The beautiful scenery on the train to Zurich, and then on to Davos-Klosters, offers time for reflection before arriving in the maelstrom that is the World Economic Forum’s annual meeting in the Alps. It is easy to conclude from the placid landscape that all is right with the world.
The theme of this year’s Davos is “Mastering the Fourth Industrial Revolution,” referring to the changes wrought by robotics, artificial intelligence, distributed manufacturing, and the internet of things. This topic inspires a deeply polarized reaction. Some, including Stephen Hawking, warn against the imminent demise of humanity, while World Economic Forum Executive Chairman Klaus Schwab asks what it will take to infuse humanity into this machine age. Both perspectives are crucial.
This duality is reflected through the topics that will define Davos. I’ll join the civil society dinner tomorrow night, reflecting on a time when NGOs are being sharply restricted by governments from China to India to Russia, but also a time when empowered individuals can organize, connect, and influence governments directly as never before.
I’ll also be participating in several sessions on climate, which has moved from the margins to the mainstream since I first attended Davos a decade ago. The stark reality of climate change is indeed present on the relatively barren ski slopes here, but the seriousness of purpose is also much clearer than it has ever been. Davos is the first large global gathering since the triumph at COP21, and there will be a great deal of planning here about how to translate the promise of that agreement into reality, and keep the momentum growing.
On economic development, the picture is similar. There is great angst in the West, with the siren call of nationalist solutions rising in the United States and Europe, a massive refugee crisis in Europe, signs of a slowdown in China, and a declining economy in Brazil. That picture as well is overly simplistic: there is substantial progress being made on poverty reduction, public health, and the reduction of conflict worldwide. At the same time, the global commitment to the Sustainable Development Goals provides a roadmap for even greater progress, and Davos presents a time for governments and business to redouble their commitments to make the SDGs a reality.

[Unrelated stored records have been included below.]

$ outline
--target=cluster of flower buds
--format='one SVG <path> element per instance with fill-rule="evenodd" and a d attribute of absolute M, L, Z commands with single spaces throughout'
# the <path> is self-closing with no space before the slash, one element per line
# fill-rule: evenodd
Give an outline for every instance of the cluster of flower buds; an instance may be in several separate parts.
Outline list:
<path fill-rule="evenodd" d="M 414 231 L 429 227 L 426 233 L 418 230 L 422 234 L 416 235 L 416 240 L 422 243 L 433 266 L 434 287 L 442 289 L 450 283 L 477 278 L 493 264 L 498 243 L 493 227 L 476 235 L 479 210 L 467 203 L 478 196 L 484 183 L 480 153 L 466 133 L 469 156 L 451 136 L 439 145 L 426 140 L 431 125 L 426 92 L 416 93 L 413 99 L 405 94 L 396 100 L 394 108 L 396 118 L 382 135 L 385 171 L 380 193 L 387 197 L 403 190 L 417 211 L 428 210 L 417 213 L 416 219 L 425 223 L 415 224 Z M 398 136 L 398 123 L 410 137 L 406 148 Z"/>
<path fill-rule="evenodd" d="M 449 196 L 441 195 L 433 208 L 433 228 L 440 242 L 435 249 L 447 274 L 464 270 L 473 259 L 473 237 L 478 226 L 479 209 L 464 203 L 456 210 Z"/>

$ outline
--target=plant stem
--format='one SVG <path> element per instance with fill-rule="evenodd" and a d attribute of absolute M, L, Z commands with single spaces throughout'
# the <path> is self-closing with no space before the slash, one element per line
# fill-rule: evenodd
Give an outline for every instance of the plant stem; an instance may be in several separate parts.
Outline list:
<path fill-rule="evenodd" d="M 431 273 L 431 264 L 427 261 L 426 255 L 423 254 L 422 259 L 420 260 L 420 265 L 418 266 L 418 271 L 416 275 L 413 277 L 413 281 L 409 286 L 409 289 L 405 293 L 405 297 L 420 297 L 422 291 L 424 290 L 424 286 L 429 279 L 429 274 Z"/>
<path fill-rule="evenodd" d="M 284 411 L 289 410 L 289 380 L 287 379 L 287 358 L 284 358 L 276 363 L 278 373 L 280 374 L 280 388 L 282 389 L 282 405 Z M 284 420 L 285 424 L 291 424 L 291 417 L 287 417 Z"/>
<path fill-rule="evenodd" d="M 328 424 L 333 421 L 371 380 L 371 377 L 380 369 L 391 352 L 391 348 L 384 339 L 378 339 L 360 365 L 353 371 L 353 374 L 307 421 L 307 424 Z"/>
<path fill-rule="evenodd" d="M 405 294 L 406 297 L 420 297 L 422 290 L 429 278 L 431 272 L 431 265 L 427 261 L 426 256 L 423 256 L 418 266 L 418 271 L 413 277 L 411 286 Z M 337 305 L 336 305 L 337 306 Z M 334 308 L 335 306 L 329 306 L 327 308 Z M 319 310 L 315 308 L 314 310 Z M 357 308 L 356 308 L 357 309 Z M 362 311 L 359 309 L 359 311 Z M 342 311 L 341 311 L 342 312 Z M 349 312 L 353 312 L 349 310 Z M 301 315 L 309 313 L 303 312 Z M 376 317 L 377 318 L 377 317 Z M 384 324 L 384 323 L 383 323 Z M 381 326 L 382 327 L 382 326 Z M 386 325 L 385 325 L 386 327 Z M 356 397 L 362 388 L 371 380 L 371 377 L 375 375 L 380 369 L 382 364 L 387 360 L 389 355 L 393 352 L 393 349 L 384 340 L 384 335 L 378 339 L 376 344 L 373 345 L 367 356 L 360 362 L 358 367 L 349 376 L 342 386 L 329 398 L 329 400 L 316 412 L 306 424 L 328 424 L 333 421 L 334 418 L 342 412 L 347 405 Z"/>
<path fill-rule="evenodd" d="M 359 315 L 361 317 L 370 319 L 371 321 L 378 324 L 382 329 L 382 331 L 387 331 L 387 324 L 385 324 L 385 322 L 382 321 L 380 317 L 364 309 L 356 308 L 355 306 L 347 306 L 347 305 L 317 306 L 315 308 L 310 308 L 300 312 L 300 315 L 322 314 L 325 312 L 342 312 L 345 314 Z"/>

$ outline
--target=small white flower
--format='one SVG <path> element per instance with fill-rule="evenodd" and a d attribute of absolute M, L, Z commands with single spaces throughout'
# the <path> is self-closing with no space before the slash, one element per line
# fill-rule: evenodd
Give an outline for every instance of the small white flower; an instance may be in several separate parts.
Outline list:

As with climate, Davos is a platform on which 2015 commitments can be reinforced by 2016 momentum.
The picturesque view from the train should serve to inspire, rather than lull us to sleep. The prosperity and natural beauty that this part of Europe offers is precisely what we are fighting to preserve—and extend to those who have been excluded from it. Davos is often dismissed by those who see it as nothing but a self-congratulatory retreat for the global elite. For some who come here, that is absolutely fair and accurate. For many, though, these packed days are all about realigning the world’s priorities toward a just and sustainable world. And for those of us with that agenda, this is a great opportunity to redefine progress for the machine age.